El Jardín botánico de Medellín "Joaquín Antonio Uribe" es un jardín botánico de unas 14 hectáreas de extensión, ubicado en la ciudad colombiana de Medellín, cuenta con una importante colección de Orquídeas preservadas en el orquideorama. Tiene la condición de ser centro de cultura y educación ambiental, de enorme riqueza florística con más de 1.000 especies vivas y 4.500 individuos.

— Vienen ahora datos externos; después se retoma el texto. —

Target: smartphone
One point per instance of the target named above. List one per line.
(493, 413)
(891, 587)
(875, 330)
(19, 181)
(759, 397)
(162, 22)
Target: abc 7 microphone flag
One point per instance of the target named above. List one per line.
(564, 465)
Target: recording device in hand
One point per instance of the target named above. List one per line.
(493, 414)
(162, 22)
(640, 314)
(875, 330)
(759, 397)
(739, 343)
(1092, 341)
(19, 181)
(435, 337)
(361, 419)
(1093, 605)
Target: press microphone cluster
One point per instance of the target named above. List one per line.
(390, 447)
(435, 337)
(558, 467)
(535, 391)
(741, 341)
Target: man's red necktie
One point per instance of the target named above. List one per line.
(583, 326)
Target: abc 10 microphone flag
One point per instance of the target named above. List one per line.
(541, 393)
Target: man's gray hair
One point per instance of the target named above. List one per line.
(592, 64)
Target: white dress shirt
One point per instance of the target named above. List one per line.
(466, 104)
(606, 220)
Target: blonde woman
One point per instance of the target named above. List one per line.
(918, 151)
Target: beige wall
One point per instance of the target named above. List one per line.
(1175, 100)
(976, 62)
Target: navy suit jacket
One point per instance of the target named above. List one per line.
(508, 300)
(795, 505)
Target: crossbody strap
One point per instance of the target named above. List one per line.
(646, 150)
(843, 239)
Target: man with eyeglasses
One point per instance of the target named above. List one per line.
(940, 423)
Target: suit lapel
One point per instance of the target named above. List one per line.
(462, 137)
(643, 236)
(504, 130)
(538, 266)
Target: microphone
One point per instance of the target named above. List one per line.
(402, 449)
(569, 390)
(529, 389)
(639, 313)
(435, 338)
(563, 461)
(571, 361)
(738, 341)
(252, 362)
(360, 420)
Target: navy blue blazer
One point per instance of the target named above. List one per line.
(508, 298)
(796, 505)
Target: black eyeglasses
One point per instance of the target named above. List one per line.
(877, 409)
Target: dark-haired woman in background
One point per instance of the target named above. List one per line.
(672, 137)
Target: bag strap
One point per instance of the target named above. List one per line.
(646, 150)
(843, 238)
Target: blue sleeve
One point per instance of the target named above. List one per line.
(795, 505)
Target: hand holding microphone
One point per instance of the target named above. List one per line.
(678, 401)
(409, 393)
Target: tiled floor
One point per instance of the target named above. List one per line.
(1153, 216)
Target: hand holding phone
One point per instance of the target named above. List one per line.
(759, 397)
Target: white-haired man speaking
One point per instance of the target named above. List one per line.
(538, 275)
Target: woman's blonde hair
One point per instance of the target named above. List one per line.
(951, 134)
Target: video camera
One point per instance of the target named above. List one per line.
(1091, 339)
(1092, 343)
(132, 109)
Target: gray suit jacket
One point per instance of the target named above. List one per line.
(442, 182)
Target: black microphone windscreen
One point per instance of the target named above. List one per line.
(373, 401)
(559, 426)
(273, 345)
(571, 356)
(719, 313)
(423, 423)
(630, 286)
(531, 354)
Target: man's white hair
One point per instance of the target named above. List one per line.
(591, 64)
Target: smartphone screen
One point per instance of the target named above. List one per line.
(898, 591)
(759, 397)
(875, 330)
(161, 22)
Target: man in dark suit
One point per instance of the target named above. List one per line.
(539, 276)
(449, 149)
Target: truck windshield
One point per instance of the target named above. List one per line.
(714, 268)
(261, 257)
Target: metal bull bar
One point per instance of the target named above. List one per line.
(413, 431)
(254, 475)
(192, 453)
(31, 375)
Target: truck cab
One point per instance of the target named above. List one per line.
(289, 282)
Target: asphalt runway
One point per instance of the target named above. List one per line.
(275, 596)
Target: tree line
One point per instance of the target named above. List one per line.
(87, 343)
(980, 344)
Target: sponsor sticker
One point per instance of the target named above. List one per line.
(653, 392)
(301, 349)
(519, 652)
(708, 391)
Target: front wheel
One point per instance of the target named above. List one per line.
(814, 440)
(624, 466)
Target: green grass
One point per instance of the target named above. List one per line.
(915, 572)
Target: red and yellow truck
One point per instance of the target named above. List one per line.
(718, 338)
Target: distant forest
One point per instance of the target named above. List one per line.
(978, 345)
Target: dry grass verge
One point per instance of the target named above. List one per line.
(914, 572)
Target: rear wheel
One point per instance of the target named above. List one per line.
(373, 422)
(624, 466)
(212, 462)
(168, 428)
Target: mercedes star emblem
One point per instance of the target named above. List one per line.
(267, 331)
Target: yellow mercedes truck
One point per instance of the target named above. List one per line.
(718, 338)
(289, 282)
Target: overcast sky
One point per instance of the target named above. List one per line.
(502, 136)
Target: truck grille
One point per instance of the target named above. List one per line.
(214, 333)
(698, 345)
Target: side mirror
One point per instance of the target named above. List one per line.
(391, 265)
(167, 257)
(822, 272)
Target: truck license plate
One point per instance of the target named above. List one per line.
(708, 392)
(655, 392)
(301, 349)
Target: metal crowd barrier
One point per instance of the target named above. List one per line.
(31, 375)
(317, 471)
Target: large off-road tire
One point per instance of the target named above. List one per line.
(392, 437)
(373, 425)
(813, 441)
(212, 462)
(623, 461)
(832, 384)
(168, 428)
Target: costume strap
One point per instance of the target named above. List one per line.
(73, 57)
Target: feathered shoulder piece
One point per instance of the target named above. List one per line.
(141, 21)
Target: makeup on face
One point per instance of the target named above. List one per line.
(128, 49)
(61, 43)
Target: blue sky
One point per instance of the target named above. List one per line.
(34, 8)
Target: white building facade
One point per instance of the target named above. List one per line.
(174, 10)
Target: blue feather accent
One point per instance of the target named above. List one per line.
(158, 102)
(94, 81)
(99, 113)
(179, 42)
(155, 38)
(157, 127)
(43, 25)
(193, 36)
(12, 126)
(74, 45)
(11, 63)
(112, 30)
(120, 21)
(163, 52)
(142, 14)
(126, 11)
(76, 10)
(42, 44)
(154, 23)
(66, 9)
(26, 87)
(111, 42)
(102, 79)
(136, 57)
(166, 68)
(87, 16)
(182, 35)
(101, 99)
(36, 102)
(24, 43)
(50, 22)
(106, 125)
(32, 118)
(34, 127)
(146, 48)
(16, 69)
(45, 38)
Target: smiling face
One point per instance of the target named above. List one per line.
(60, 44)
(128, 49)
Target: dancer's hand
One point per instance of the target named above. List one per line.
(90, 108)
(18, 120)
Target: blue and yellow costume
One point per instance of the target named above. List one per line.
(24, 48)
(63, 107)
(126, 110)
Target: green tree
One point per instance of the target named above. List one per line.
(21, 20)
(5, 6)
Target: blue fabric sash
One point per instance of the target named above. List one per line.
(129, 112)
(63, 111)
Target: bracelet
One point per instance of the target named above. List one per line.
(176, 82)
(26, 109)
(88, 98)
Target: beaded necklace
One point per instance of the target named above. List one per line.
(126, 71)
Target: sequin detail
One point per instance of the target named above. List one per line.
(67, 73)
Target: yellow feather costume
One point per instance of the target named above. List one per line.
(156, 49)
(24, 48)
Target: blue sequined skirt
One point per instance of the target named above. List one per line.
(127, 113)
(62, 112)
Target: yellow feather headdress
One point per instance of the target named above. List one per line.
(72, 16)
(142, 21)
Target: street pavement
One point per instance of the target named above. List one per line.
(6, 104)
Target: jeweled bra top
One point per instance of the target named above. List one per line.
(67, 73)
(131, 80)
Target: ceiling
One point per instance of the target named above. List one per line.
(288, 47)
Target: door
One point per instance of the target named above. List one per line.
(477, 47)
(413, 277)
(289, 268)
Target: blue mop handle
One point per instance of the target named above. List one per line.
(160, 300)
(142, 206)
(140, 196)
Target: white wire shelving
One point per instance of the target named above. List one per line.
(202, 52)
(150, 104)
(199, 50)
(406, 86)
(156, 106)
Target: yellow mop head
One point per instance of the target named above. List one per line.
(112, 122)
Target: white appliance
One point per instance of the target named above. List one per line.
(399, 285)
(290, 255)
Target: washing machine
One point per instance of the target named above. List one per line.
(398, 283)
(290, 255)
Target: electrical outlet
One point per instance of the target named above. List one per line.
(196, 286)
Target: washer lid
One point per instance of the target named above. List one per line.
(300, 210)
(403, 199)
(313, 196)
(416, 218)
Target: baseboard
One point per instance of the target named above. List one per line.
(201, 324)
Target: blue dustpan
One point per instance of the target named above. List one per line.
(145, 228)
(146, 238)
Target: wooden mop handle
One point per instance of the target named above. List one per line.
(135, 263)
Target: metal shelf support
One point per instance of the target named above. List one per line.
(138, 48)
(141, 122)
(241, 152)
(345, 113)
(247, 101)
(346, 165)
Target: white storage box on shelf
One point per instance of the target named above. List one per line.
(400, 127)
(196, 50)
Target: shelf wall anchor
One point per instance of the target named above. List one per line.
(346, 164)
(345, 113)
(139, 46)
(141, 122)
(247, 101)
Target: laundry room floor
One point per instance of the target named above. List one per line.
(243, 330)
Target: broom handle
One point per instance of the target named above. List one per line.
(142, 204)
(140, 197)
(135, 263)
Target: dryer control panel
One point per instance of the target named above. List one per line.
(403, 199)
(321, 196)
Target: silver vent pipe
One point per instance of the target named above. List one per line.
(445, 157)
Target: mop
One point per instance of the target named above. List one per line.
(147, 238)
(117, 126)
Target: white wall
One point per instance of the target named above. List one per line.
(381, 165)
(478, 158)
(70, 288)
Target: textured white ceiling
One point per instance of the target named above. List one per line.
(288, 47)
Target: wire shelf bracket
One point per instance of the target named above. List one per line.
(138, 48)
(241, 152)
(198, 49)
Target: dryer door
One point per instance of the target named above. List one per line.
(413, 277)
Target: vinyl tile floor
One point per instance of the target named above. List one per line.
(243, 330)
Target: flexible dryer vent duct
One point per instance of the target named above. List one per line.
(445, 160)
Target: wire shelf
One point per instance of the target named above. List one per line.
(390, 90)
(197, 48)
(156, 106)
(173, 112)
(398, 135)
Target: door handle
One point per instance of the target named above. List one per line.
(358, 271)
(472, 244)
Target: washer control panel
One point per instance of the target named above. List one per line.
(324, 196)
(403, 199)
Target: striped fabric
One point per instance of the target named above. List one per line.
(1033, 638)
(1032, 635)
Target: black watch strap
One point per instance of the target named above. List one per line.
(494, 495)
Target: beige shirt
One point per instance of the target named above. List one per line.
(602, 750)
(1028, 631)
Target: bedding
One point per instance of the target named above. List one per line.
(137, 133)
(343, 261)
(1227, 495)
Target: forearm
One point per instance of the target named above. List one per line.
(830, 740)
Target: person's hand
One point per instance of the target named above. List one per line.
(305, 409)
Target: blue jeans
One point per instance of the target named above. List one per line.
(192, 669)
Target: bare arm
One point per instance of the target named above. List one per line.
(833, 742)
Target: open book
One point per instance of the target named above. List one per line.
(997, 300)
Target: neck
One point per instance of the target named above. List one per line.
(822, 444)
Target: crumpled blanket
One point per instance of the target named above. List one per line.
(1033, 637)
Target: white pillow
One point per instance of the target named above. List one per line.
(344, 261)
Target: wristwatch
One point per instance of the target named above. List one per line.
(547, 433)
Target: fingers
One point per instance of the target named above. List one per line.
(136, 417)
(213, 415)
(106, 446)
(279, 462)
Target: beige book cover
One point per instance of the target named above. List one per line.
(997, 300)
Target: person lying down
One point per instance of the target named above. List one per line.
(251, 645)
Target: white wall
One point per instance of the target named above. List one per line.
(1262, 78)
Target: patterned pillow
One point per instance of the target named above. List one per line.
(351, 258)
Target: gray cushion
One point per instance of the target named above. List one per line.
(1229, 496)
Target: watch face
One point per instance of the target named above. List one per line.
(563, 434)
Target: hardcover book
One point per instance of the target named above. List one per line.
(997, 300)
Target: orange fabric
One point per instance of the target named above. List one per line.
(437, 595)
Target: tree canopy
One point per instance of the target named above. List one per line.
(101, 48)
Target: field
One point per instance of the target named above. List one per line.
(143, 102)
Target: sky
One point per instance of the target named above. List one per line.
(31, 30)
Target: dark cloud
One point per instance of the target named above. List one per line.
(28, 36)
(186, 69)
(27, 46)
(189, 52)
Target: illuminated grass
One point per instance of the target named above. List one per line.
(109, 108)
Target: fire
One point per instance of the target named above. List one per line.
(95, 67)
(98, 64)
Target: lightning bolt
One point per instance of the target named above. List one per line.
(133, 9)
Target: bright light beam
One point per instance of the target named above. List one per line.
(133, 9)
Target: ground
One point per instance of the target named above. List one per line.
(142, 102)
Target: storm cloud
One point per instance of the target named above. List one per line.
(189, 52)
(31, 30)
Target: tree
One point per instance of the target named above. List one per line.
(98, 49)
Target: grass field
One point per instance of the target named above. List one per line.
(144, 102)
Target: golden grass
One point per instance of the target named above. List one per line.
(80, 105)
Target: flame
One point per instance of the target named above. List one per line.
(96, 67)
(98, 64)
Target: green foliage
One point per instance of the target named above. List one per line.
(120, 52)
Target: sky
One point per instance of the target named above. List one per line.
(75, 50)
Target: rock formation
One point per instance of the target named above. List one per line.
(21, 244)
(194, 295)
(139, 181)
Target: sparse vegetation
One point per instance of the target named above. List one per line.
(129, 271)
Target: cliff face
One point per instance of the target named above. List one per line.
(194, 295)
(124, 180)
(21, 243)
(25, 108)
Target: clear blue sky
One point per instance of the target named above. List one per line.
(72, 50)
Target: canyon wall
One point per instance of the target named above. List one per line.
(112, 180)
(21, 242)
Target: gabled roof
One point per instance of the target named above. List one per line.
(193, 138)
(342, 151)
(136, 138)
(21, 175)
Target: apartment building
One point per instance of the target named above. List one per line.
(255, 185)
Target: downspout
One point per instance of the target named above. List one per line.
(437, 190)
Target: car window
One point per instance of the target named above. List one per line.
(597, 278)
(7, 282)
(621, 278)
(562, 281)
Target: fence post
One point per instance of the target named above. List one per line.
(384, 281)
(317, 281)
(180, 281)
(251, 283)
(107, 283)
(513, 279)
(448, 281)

Hoy día convertido en un sorprendente y apasionante monumento a la naturaleza, transformado también en 2007 en joya arquitectura, este lugar data del siglo XIX, cuando sólo existía allí la llamada Casa de Baños el Edén, un restaurante familiar tipo estadero. Posteriormente, a principios del siglo XX se llamó sucesivamente Bosque Centenario de la Independencia y posteriormente sólo El Bosque, apelativo con el cual duró más de 50 años, al igual que sus instalaciones tradicionales, un gran lago central con navegación en canoa‏‎ de remos, paseos en burro y naturalmente algunas especies Botánicas.

Adquirió el nombre de Jardín Botánico Joaquín Antonio Uribe en el año de 1972, cuando sus instalaciones se ampliaron para dotarlo del orquideorama inicial, una colección mucho más amplia de especies vegetales, auditorio, biblioteca, museos y zona de comidas más amplias para los visitantes.

Pese a que durante muchos años el Jardín no fue objeto de suficientes cuidados por parte de la administración, dada la importancia que han adquirido los recursos naturales y la ecología, hoy día se encuentra perfectamente renovado y modernizado, forma parte del conjunto de equipamientos urbanos de la zona norte de Medellín junto con el Parque Norte, el Planetario, el Parque Explora y el Parque de los deseos, y es así como con el lento paso de los decenios ha llegado a convertirse, de un pequeño lugar que fuese en el siglo XIX, en uno de los más bellos sitios de Antioquia, el país y el mundo dedicados a la botánica.

Sus colecciones de especies y especialmente de flores son destacadas en el país y meca de la flor nacional de Colombia, la orquídea.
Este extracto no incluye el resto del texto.